Commissioners recently gave tentative approval to a proposal to add gender identity and gender expression to the city's anti-discrimination policy.

Commissioner Suzanne Boisvenue proposed adding the two categories to the city's policy, which already protects municipal employees based on race, religion, sex, national origin, age and disability. The city passed its current anti-discrimination policy in July 2002. It is unclear how many, if any, transgender people work for the city.

"Discrimination should not be tolerated, any place, any time," Boisvenue said. "Oakland Park is known, rightfully so, for fair and equal treatment of people."

Others on the dais echoed the remarks.

"We've proven, over and over again that we don't tolerate discrimination here," Commissioner Layne Walls said when commissioners first discussed the ordinance.

Several gay, lesbian and transgender activists spoke at the meeting in support of the proposal, including one transsexual woman.
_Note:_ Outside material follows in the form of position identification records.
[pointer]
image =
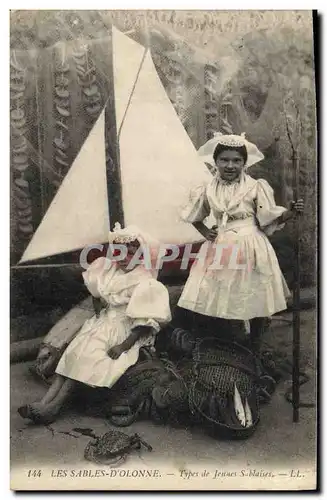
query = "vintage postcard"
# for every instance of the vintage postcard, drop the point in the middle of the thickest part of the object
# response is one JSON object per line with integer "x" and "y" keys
{"x": 163, "y": 181}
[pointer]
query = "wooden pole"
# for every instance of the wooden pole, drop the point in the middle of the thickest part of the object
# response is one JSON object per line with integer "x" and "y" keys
{"x": 296, "y": 291}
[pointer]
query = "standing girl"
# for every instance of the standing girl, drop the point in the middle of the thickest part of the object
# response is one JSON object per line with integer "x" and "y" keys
{"x": 249, "y": 286}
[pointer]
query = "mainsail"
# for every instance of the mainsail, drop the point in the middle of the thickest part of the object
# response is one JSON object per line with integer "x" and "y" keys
{"x": 78, "y": 215}
{"x": 158, "y": 164}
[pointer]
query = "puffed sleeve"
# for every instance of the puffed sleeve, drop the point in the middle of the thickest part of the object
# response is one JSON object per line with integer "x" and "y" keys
{"x": 95, "y": 275}
{"x": 149, "y": 305}
{"x": 267, "y": 210}
{"x": 197, "y": 208}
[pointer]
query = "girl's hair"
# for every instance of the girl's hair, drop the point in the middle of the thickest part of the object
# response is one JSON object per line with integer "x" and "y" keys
{"x": 240, "y": 149}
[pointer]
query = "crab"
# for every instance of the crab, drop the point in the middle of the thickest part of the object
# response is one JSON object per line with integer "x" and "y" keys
{"x": 113, "y": 447}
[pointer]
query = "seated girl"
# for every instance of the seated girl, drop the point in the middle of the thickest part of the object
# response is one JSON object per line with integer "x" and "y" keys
{"x": 137, "y": 305}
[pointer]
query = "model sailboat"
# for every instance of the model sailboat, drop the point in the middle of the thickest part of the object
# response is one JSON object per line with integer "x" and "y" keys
{"x": 158, "y": 166}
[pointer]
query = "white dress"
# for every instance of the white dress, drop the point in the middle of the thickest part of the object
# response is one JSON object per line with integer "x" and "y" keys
{"x": 245, "y": 212}
{"x": 134, "y": 298}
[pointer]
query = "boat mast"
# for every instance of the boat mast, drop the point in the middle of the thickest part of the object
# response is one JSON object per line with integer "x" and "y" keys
{"x": 114, "y": 185}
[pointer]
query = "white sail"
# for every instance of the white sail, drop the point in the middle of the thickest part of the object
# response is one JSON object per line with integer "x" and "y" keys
{"x": 78, "y": 215}
{"x": 159, "y": 165}
{"x": 158, "y": 161}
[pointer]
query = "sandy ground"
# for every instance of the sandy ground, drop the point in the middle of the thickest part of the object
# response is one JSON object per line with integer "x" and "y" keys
{"x": 277, "y": 444}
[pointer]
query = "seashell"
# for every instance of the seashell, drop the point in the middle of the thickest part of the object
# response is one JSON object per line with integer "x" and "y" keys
{"x": 19, "y": 87}
{"x": 15, "y": 96}
{"x": 239, "y": 409}
{"x": 19, "y": 123}
{"x": 61, "y": 161}
{"x": 16, "y": 66}
{"x": 61, "y": 153}
{"x": 26, "y": 216}
{"x": 23, "y": 204}
{"x": 19, "y": 142}
{"x": 62, "y": 111}
{"x": 91, "y": 91}
{"x": 16, "y": 75}
{"x": 93, "y": 109}
{"x": 19, "y": 149}
{"x": 17, "y": 114}
{"x": 88, "y": 81}
{"x": 20, "y": 158}
{"x": 27, "y": 229}
{"x": 21, "y": 168}
{"x": 248, "y": 414}
{"x": 60, "y": 143}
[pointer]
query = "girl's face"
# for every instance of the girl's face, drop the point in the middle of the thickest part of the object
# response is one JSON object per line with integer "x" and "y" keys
{"x": 230, "y": 164}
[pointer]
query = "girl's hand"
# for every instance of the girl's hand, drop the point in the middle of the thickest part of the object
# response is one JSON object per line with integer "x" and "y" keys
{"x": 115, "y": 352}
{"x": 297, "y": 206}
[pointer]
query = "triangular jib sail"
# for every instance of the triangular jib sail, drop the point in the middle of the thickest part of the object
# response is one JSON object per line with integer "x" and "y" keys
{"x": 78, "y": 215}
{"x": 158, "y": 164}
{"x": 158, "y": 161}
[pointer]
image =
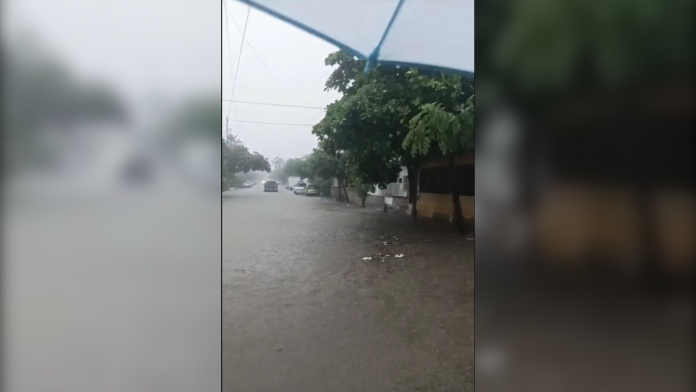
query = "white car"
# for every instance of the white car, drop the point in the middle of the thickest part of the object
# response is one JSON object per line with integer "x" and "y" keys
{"x": 299, "y": 189}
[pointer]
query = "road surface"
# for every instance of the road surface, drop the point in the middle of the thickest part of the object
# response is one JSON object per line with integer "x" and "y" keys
{"x": 303, "y": 312}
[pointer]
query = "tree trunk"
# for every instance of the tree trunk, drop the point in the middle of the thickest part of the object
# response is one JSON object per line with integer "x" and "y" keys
{"x": 458, "y": 218}
{"x": 340, "y": 196}
{"x": 413, "y": 192}
{"x": 341, "y": 183}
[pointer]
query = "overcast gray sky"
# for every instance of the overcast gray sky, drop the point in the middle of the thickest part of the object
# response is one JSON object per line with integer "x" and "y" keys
{"x": 296, "y": 60}
{"x": 180, "y": 55}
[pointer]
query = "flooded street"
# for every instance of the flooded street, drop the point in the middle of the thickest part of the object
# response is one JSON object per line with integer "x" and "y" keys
{"x": 302, "y": 310}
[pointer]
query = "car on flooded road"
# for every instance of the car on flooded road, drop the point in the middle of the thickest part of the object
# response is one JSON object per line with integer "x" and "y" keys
{"x": 299, "y": 188}
{"x": 312, "y": 190}
{"x": 270, "y": 186}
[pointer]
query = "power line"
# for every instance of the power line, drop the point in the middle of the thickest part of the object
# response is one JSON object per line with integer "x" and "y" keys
{"x": 229, "y": 50}
{"x": 275, "y": 104}
{"x": 268, "y": 123}
{"x": 239, "y": 60}
{"x": 257, "y": 55}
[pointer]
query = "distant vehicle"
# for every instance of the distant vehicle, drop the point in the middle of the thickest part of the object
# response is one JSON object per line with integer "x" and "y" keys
{"x": 299, "y": 188}
{"x": 312, "y": 190}
{"x": 292, "y": 181}
{"x": 270, "y": 186}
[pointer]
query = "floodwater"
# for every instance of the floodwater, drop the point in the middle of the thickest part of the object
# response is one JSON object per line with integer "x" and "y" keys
{"x": 303, "y": 311}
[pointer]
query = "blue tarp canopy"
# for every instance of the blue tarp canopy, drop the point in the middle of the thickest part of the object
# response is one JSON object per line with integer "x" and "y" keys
{"x": 436, "y": 34}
No one spoke against it.

"It's wrong to terminate or to make judgment on a person's ability to do a job simply because they must dress from the other side of the closet," said Jacqui Charvet, a North Lauderdale resident who told commissioners she lost her job five years ago when she came out to her employer as a transgender woman.

"This is my life, not because I chose it to be but because it had to be to make my self feel right within my body," Charvet said. "Remember, straight, gay or transgender, black, white or red, discrimination is still discrimination."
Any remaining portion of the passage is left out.